Today’s Mindful Monday post brought to you courtesy of Write ALM, and the November Prompt-a-Day, of which today’s is “Gingerly”.
Once again, so very, very appropriate.
I’ve been feeling very raw – almost broken – all day today. On the verge of tears, talking myself down from a panic attack. It is a good thing that tomorrow morning I leave and head for what is now my home. It is clearer and clearer, as my dearest friend said today, that it is so difficult to be here because I do not belong here any more. This is no longer my place.
But the real truth of the matter is that I struggled today, and have been struggling this entire trip, because I have not stepped gingerly. I have blundered ahead, pretending like this place has no hold over me, that there was no trauma that had yet to be healed. And on top of that, if it weren’t enough to go to the places that I hadn’t been – by myself without the benefit of the buffer – I began to pick at the scab of my relationship with my father. And this morning I made out the list of all the things I have to do when I get home.

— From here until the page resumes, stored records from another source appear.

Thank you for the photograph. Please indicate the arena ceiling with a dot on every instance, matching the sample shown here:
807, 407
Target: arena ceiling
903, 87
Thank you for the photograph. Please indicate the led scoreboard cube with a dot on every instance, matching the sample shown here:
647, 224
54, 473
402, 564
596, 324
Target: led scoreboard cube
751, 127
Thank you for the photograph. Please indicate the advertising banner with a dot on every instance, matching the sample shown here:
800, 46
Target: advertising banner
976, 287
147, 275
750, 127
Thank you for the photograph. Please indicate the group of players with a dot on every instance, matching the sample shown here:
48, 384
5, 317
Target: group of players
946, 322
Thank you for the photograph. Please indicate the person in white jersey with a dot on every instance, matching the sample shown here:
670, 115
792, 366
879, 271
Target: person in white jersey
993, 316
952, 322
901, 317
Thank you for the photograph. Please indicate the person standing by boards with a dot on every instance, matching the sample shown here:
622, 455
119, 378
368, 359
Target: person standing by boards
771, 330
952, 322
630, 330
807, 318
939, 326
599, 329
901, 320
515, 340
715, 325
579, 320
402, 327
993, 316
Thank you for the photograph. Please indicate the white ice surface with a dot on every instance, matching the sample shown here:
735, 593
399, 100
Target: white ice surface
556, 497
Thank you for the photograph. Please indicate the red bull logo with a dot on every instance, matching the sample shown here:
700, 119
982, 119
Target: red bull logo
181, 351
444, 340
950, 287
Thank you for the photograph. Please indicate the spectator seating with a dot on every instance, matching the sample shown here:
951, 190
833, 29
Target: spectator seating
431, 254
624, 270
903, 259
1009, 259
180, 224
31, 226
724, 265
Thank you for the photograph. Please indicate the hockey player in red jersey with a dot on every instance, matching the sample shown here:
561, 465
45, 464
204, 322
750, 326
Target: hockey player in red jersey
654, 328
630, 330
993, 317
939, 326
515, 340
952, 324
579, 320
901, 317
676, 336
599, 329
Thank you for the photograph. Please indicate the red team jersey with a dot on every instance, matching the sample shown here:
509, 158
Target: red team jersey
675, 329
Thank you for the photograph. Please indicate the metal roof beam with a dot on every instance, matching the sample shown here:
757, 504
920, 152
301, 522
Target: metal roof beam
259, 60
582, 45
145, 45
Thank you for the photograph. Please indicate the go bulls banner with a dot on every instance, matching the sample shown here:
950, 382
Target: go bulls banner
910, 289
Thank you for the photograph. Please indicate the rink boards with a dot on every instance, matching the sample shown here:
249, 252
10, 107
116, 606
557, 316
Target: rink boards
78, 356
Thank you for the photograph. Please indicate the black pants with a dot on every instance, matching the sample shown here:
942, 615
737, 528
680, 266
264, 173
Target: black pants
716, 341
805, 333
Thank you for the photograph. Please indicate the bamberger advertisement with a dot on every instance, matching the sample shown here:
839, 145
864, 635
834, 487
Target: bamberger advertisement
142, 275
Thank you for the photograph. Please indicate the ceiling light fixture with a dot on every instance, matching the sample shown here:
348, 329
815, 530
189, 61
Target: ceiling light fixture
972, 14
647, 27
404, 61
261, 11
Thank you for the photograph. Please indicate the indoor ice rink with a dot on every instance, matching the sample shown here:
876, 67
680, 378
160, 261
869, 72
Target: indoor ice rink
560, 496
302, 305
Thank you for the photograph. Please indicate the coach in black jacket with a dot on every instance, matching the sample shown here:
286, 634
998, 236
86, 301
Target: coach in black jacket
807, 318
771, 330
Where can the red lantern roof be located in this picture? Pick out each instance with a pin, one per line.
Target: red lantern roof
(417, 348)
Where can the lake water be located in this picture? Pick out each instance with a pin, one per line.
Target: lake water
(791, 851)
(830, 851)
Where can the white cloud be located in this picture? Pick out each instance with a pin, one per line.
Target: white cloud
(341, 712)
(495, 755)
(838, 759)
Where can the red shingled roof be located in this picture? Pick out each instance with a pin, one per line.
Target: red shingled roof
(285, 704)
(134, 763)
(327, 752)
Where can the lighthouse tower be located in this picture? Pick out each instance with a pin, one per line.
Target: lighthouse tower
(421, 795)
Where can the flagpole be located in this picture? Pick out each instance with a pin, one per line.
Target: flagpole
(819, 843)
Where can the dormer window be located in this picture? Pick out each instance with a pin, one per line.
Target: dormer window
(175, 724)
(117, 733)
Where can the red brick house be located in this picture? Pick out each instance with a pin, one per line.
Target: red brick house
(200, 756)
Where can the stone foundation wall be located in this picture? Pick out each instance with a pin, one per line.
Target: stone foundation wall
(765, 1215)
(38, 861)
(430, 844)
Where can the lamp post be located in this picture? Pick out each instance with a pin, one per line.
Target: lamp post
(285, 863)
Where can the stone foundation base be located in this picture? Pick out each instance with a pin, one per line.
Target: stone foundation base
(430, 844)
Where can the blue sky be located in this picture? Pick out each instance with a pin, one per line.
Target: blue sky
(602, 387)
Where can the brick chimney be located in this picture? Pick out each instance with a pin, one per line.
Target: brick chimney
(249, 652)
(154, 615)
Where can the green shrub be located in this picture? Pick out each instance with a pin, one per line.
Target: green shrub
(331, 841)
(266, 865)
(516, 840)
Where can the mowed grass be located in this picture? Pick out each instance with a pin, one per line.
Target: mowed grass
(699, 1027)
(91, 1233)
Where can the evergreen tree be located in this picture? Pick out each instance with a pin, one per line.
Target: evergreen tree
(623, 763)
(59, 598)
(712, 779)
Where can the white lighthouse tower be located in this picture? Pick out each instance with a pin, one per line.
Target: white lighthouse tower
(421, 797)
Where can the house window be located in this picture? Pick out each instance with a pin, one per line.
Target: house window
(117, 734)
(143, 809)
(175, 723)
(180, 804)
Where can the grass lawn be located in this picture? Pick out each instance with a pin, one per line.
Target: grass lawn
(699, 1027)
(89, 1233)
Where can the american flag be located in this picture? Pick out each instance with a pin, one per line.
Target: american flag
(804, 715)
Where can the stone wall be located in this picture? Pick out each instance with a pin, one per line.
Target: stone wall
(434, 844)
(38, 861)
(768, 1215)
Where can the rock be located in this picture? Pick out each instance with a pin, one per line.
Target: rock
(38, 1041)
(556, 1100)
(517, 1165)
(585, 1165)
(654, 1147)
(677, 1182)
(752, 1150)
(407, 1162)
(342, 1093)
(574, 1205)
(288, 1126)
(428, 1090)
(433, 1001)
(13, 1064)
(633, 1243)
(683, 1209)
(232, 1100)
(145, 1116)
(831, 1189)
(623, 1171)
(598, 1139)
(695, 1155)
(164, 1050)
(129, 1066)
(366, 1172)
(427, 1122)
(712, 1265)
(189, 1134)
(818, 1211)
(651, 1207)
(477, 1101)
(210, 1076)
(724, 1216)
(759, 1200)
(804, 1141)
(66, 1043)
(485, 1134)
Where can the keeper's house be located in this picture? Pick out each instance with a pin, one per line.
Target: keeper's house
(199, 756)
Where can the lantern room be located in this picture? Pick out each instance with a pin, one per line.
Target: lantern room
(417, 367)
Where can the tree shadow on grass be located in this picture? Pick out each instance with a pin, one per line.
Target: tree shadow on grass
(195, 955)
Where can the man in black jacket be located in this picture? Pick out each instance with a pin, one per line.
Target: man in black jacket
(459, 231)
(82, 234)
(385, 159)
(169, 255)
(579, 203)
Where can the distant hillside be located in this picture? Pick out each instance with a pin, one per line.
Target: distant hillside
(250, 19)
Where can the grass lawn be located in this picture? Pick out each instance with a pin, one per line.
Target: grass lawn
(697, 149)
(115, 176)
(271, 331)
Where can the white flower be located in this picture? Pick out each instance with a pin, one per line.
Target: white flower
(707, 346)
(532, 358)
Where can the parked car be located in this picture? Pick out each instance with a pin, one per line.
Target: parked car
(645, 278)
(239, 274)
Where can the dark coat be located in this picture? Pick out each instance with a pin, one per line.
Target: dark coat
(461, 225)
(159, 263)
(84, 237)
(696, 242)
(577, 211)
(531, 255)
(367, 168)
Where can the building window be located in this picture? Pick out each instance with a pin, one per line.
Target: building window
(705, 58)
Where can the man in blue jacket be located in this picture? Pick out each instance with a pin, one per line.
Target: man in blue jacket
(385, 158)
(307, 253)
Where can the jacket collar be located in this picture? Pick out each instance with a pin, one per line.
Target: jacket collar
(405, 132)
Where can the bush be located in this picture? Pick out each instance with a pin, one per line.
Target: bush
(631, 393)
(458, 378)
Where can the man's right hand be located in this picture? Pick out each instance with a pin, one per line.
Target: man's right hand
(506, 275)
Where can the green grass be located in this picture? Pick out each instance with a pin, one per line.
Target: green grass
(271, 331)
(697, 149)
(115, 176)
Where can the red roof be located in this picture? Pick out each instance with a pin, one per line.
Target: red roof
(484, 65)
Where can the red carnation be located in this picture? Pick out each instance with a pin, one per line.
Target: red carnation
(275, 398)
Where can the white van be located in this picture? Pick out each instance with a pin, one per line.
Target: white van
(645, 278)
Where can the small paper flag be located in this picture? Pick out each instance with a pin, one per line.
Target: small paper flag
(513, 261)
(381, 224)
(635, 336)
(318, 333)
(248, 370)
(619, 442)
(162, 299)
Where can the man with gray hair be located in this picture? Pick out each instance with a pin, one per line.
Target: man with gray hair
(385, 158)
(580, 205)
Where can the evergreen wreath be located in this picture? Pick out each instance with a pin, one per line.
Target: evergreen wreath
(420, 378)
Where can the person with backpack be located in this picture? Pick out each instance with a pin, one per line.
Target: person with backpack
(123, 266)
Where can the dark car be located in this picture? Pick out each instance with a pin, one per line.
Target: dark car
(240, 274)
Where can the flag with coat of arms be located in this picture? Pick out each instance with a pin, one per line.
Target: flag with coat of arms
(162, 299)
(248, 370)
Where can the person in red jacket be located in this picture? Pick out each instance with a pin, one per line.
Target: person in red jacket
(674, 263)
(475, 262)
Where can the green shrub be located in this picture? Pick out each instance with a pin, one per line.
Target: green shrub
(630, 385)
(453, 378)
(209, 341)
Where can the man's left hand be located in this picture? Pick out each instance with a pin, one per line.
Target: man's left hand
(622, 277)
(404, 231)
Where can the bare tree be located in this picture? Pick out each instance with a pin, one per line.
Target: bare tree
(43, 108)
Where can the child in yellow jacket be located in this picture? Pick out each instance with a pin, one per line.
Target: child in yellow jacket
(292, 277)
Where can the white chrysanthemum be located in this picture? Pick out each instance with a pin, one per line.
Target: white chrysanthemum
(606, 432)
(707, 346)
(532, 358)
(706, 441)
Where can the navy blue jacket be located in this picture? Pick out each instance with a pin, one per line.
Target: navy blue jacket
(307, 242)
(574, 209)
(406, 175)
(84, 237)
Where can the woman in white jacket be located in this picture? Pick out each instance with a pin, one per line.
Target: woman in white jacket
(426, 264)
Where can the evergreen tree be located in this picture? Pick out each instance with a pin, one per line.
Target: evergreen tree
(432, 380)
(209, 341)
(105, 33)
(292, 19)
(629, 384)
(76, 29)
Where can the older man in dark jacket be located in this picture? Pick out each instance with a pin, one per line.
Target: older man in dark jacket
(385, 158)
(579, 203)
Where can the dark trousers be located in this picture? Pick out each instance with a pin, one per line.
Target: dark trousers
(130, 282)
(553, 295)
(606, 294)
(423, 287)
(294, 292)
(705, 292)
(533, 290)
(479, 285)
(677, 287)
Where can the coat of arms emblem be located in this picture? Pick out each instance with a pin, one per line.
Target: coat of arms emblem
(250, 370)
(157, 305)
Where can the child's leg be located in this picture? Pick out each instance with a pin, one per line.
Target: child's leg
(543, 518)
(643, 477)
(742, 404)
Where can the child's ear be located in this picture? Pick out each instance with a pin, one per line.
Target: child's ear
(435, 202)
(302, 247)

It was all a bit too much, and I broke a little this afternoon.
Tomorrow when I get up, all I really have to do is visit the GrandSner before stopping to get a quart of oil for Josie and a lottery ticket for me on the way out of town. And when I get home, all I’ve got to do is buy the groceries for thanksgiving, cook the stuff I’m making, go to the doctor on Wednesday, and plan my lessons for next week. That’s it. That’s moving gingerly. That’s taking care of only the things that have to be taken care of.
Anything else that may wind up getting done is gravy and a bonus.